Donor T Cells, Low-Dose Aldesleukin, and Low-Dose GM-CSF After Donor Stem Cell Transplant in Treating Patients With Relapsed or Refractory Non-Hodgkin's Lymphoma

NCT ID: NCT00521261

Last Updated: 2014-03-05

Basic Information

• Recruitment Status: WITHDRAWN
• Clinical Phase: PHASE1
• Study Classification: INTERVENTIONAL
• Study Start Date: 2007-10-31
• Study Completion Date: 2008-07-31

Brief Summary

RATIONALE: Giving high doses of chemotherapy before a donor stem cell transplant helps stop the growth of cancer cells. It also stops the patient's immune system from rejecting the donor's stem cells. Colony stimulating factors, such as aldesleukin and GM-CSF, may increase the number of immune cells found in bone marrow or peripheral blood and may help the immune system recover from the side effects of chemotherapy. The donated stem cells may replace the patient's immune cells and help destroy any remaining cancer cells (graft-versus-tumor effect). Giving an infusion of the donor's T cells that have been treated with antibodies after the transplant may help increase this effect. Sometimes the transplanted cells from a donor can also make an immune response against the body's normal cells. Giving tacrolimus and mycophenolate mofetil after transplant may stop this from happening.
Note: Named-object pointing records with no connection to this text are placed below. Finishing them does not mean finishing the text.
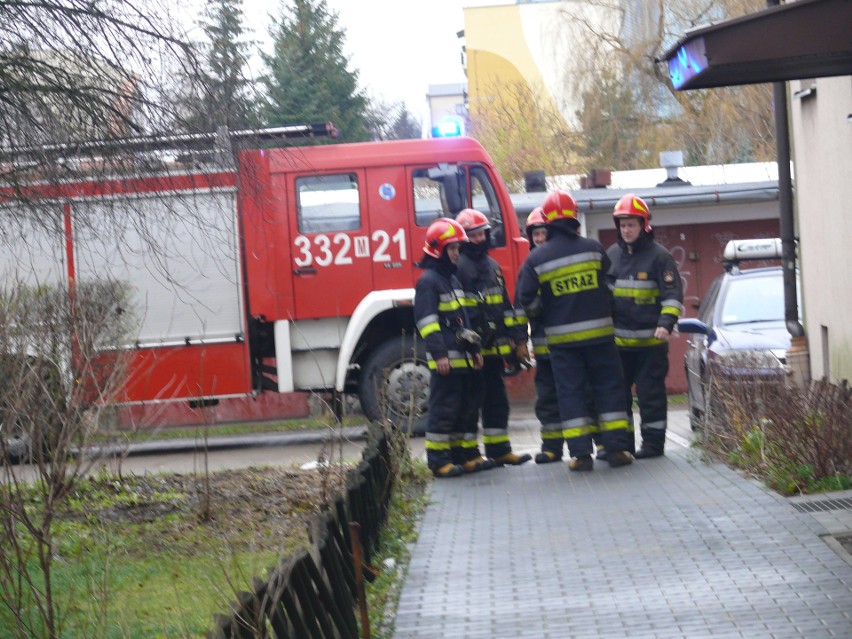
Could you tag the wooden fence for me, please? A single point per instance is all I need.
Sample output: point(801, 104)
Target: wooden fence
point(313, 594)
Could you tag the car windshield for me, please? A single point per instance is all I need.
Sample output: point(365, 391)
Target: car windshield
point(754, 299)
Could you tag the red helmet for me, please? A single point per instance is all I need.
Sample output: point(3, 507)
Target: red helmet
point(535, 220)
point(559, 205)
point(441, 232)
point(631, 205)
point(473, 220)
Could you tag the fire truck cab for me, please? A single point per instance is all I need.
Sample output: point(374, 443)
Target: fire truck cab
point(284, 269)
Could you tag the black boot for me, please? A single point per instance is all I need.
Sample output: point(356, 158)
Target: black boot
point(546, 457)
point(512, 459)
point(647, 452)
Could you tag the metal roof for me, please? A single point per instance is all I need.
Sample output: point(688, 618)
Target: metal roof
point(659, 197)
point(797, 40)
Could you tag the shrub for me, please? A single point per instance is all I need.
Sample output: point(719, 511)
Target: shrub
point(797, 439)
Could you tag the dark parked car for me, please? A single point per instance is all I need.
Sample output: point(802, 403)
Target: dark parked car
point(740, 331)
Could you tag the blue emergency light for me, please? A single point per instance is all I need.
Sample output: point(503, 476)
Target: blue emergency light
point(689, 61)
point(448, 128)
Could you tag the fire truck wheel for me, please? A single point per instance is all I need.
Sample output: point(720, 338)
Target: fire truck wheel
point(394, 385)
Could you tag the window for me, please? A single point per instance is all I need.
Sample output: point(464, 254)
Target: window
point(328, 203)
point(758, 299)
point(429, 200)
point(485, 200)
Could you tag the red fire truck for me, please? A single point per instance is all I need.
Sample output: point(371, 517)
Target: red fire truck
point(266, 269)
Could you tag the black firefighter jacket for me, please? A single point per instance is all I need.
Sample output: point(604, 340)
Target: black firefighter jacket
point(647, 290)
point(439, 316)
point(488, 305)
point(562, 285)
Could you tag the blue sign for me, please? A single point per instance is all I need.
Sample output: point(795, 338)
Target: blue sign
point(387, 191)
point(689, 61)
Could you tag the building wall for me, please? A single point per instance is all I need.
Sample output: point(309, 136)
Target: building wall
point(822, 158)
point(445, 106)
point(538, 45)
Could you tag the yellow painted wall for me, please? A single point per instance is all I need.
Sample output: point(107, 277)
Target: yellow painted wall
point(539, 44)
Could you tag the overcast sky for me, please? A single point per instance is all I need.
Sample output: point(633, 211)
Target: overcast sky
point(399, 47)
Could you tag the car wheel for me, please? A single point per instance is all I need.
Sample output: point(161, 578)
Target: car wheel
point(394, 385)
point(696, 419)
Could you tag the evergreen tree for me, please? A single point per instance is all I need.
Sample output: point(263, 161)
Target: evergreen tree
point(307, 76)
point(221, 93)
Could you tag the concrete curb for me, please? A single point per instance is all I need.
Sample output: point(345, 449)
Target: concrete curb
point(198, 444)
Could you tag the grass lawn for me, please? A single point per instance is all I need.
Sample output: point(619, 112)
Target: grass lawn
point(160, 555)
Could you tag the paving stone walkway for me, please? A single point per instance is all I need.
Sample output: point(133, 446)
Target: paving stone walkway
point(670, 547)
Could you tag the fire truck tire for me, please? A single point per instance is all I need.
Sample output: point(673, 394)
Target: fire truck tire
point(394, 385)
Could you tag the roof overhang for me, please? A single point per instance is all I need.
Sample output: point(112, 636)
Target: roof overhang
point(803, 39)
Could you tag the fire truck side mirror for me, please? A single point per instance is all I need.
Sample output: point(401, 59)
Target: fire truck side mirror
point(452, 186)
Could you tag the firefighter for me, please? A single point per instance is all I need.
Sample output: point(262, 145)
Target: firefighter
point(562, 285)
point(503, 332)
point(546, 404)
point(648, 302)
point(452, 352)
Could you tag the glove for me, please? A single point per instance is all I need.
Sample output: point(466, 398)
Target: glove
point(522, 352)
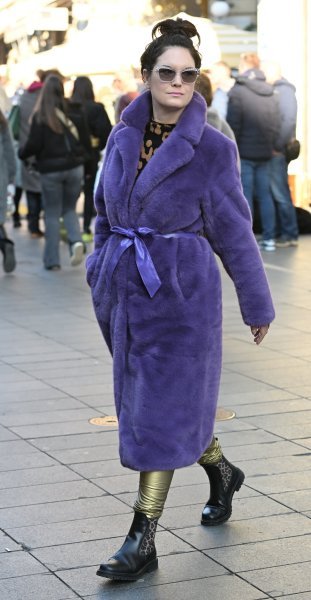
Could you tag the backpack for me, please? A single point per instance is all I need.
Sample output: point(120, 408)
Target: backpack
point(14, 121)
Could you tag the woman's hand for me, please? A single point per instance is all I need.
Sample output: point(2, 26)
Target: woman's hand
point(259, 332)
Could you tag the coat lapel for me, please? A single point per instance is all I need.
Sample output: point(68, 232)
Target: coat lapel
point(174, 153)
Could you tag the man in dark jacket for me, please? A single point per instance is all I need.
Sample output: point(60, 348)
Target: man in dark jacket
point(286, 95)
point(253, 114)
point(30, 176)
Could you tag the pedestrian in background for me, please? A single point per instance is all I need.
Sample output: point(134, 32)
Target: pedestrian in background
point(286, 94)
point(7, 179)
point(99, 127)
point(59, 141)
point(156, 286)
point(222, 82)
point(30, 176)
point(204, 87)
point(253, 114)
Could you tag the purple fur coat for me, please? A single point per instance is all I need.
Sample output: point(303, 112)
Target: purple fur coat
point(167, 348)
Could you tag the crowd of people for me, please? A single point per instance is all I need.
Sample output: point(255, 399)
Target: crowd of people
point(58, 143)
point(187, 161)
point(51, 149)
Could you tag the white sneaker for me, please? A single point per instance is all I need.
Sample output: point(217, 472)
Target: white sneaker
point(267, 245)
point(76, 252)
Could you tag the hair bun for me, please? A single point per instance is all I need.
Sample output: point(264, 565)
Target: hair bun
point(172, 27)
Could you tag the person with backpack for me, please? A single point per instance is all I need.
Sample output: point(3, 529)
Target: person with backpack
point(60, 142)
point(99, 126)
point(7, 178)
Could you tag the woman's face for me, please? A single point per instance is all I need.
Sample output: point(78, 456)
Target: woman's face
point(169, 97)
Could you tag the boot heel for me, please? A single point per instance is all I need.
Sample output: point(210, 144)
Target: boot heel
point(152, 566)
point(240, 481)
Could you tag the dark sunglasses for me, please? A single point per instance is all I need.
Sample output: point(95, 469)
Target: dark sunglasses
point(167, 74)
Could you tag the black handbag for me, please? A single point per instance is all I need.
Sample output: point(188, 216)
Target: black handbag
point(292, 150)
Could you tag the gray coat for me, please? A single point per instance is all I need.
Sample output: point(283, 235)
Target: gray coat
point(30, 177)
point(7, 167)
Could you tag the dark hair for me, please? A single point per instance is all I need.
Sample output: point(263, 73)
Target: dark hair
point(51, 97)
point(43, 75)
point(3, 121)
point(82, 90)
point(204, 87)
point(251, 60)
point(170, 33)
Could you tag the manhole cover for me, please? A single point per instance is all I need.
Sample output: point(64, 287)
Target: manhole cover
point(224, 414)
point(111, 421)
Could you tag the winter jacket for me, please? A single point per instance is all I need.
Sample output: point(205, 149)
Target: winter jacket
point(98, 123)
point(215, 120)
point(58, 151)
point(286, 96)
point(253, 114)
point(7, 167)
point(30, 176)
point(166, 345)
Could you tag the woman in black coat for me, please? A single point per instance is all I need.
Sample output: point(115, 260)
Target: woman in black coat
point(99, 127)
point(59, 140)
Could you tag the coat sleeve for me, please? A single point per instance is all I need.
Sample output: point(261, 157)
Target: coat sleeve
point(234, 113)
point(228, 227)
point(102, 225)
point(34, 142)
point(9, 153)
point(102, 125)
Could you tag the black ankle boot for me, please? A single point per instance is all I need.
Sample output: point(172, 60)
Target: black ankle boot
point(225, 479)
point(137, 555)
point(7, 249)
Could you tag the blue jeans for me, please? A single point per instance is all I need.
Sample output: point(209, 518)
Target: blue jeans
point(286, 213)
point(60, 192)
point(256, 181)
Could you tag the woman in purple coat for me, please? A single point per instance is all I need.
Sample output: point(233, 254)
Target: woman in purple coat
point(168, 178)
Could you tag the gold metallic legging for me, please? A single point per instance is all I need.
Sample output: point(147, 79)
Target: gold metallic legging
point(154, 485)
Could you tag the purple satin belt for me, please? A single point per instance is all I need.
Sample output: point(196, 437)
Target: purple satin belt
point(143, 259)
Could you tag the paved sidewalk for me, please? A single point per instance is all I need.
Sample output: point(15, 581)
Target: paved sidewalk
point(65, 500)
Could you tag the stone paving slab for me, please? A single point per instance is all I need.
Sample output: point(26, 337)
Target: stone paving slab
point(55, 416)
point(96, 437)
point(6, 435)
point(36, 494)
point(37, 406)
point(235, 533)
point(297, 500)
point(86, 454)
point(262, 555)
point(68, 510)
point(283, 482)
point(189, 566)
point(215, 588)
point(36, 586)
point(52, 534)
point(252, 452)
point(244, 508)
point(18, 564)
point(100, 468)
point(270, 408)
point(41, 475)
point(276, 581)
point(252, 398)
point(7, 544)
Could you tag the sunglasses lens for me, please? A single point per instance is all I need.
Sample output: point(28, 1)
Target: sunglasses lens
point(166, 74)
point(189, 76)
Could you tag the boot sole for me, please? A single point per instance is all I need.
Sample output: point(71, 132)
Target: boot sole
point(77, 256)
point(152, 566)
point(236, 486)
point(9, 262)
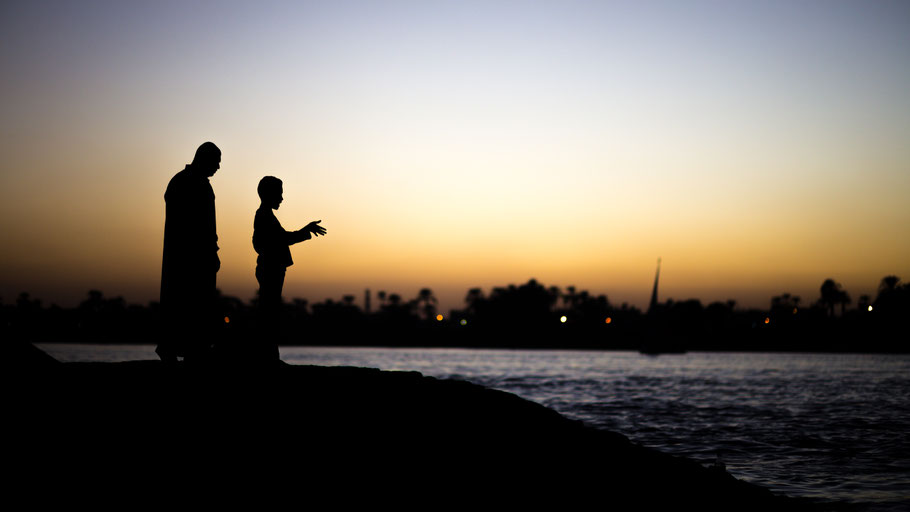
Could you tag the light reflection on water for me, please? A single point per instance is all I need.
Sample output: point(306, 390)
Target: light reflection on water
point(830, 426)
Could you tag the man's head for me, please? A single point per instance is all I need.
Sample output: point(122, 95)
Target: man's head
point(270, 192)
point(207, 160)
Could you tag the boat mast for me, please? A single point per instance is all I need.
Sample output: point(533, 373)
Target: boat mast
point(653, 305)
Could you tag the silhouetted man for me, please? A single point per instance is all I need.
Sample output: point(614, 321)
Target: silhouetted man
point(190, 261)
point(272, 243)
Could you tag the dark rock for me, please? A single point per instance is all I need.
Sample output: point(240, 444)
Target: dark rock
point(151, 427)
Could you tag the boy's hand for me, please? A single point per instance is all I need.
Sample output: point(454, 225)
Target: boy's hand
point(315, 228)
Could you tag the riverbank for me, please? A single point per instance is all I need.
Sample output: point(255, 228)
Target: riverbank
point(400, 432)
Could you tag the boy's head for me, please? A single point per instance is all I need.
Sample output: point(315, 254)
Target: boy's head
point(270, 191)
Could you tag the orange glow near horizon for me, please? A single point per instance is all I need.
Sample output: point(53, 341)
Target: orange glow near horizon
point(571, 146)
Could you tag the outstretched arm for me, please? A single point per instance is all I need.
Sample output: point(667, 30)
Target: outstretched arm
point(306, 232)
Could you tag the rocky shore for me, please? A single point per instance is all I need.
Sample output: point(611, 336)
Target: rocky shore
point(311, 429)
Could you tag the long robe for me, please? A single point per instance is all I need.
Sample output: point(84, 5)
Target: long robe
point(189, 266)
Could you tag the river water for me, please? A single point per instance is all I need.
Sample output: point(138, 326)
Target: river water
point(832, 427)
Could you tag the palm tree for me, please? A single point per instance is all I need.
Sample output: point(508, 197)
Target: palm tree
point(426, 303)
point(831, 295)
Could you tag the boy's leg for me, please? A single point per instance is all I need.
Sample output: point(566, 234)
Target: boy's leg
point(271, 282)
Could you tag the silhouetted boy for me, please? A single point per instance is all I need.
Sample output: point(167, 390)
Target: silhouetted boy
point(272, 243)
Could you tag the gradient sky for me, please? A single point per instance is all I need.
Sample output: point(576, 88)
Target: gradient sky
point(757, 147)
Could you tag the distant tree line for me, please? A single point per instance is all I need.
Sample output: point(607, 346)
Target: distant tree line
point(529, 315)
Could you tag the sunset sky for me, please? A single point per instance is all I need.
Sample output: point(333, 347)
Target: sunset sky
point(756, 147)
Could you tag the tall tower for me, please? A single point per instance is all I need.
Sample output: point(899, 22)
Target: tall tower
point(653, 304)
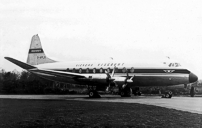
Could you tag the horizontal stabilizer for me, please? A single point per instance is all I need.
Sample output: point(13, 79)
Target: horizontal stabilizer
point(20, 64)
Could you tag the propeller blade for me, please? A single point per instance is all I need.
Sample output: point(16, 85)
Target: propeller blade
point(113, 71)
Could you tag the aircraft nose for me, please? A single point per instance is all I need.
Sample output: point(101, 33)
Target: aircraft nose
point(192, 78)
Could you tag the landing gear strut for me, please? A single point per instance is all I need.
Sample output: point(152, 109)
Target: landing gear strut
point(137, 92)
point(192, 92)
point(93, 92)
point(167, 95)
point(125, 92)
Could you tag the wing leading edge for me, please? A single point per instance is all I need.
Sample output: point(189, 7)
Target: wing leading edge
point(44, 72)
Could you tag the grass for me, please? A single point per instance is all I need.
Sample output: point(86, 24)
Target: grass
point(61, 113)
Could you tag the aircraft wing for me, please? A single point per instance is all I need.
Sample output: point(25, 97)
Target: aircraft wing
point(45, 72)
point(56, 73)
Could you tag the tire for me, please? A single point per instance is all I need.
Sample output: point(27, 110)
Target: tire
point(122, 94)
point(139, 93)
point(192, 93)
point(167, 95)
point(91, 94)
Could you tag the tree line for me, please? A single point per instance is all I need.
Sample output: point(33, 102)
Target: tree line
point(24, 82)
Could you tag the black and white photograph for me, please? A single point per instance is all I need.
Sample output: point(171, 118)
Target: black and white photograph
point(100, 64)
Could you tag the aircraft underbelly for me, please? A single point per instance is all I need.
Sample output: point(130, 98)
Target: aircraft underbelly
point(160, 80)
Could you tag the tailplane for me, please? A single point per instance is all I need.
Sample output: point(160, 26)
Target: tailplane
point(36, 54)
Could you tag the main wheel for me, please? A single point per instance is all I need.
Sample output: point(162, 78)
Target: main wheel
point(94, 94)
point(192, 93)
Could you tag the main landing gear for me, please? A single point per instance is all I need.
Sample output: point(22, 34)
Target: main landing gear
point(93, 92)
point(192, 92)
point(125, 91)
point(167, 95)
point(137, 92)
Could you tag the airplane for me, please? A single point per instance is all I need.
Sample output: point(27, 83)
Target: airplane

PURPOSE: This phase I trial is studying the side effects and best dose of donor T cells given together with low-dose aldesleukin and low-dose GM-CSF after donor stem cell transplant in treating patients with relapsed or refractory non-Hodgkin's lymphoma.

Detailed Description

OBJECTIVES:

• Determine the maximum tolerated dose of donor-derived allogeneic anti-CD3 X anti-CD20 bispecific antibody (CD20Bi)-armed activated T cells (ATC) when given with low-dose aldesleukin and low-dose sargramostim (GM-CSF) after allogeneic stem cell transplantation in patients with relapsed or refractory CD20-positive non-Hodgkin lymphoma.
• Perform trafficking studies using indium I 111-labeled unarmed ATC and ATC armed with CD20Bi in patients with evaluable lymphoma sites to determine whether armed ATC specifically traffic to tumor sites and correlate these data with CT and PET scans.
• Evaluate immune responses and immune reconstitution of T and B cells.

OUTLINE: All patients receive high-dose chemotherapy that is standard of care for their disease. Peripheral blood lymphocytes are obtained from the HLA-identical sibling donor and cultured to obtain activated T cells (ATC), some of which are subsequently armed with CD20 bispecific antibody (CD20Bi) and cryopreserved for later use. Patients then undergo allogeneic hematopoietic stem cell transplantation (SCT).

Patients receive ATC-CD20Bi IV on days 40, 70, 100, 130, and 160 after SCT. Patients receive low-dose aldesleukin subcutaneously (SC) once daily for 7 days beginning within 24 hours after each ATC-CD20Bi infusion and low-dose sargramostim (GM-CSF) SC every other day for 3 doses beginning within 24 hours after each infusion of ATC-CD20Bi. Patients also receive tacrolimus and mycophenolate mofetil as standard graft-vs-host disease prophylaxis. Treatment continues in the absence of unacceptable toxicity.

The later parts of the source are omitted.